Established by a $3.5 million gift from renowned litigator Elizabeth Cabraser ’78 (above), the Berkeley Center for Consumer Law and Economic Justice is the first of its kind among top-tier law schools. “Consumer law is at work all around us, every day. But it’s almost invisible in law schools,” says Cabraser, a founding partner at Lieff Cabraser Heimann & Bernstein in San Francisco. “This center will actively help protect people in the modern marketplace.”
The center will strive to fuel meaningful policy change — via white papers, briefs in consumer cases nationwide, input to legislatures and regulatory agencies on behalf of low-income consumers, and new courses and hands-on student opportunities.

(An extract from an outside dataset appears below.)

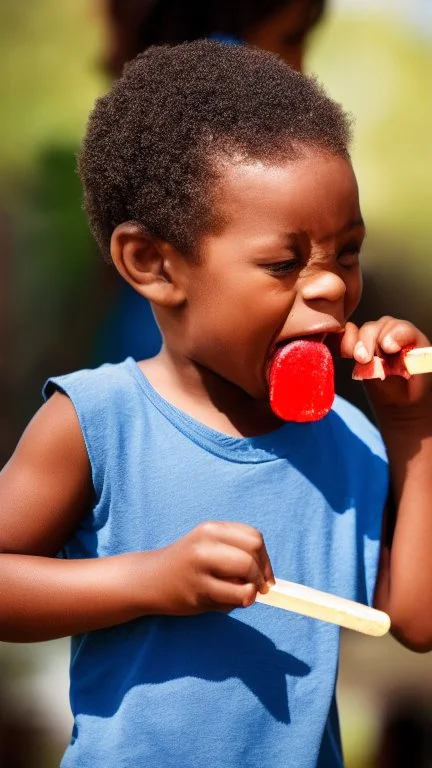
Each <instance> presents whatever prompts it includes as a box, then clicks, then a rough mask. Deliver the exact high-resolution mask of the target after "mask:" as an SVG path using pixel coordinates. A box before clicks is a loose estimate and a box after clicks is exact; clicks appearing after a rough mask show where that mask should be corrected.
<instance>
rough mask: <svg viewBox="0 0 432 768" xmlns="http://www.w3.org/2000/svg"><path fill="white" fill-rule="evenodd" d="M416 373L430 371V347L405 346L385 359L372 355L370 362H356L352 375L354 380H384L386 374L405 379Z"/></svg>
mask: <svg viewBox="0 0 432 768" xmlns="http://www.w3.org/2000/svg"><path fill="white" fill-rule="evenodd" d="M417 373H432V347H416V348H414V349H410V348H407V349H404V350H402V352H399V354H398V355H394V356H393V355H392V356H391V357H387V359H386V358H384V357H380V356H379V355H374V357H373V358H372V360H371V361H370V363H363V364H362V363H356V364H355V366H354V370H353V374H352V377H353V379H356V380H365V379H381V381H384V379H385V378H386V376H403V377H404V378H405V379H407V378H409V377H410V376H413V375H414V374H417Z"/></svg>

Suzanne Martindale ’10, a Berkeley Law student during the 2008 financial collapse, was among a handful of students helping low-income clients respond to lawsuits at a debt collection clinic. She has witnessed student interest in consumer law mushroom. “Now that our consumer law community has roots, it needs a garden with room to grow,” she says.
Cabraser believes that Berkeley Law is just the place where a “consumer law renaissance” can flourish. “Every one of us lives a daily life as a consumer,” she says, “and marketplace fairness is a universal right.”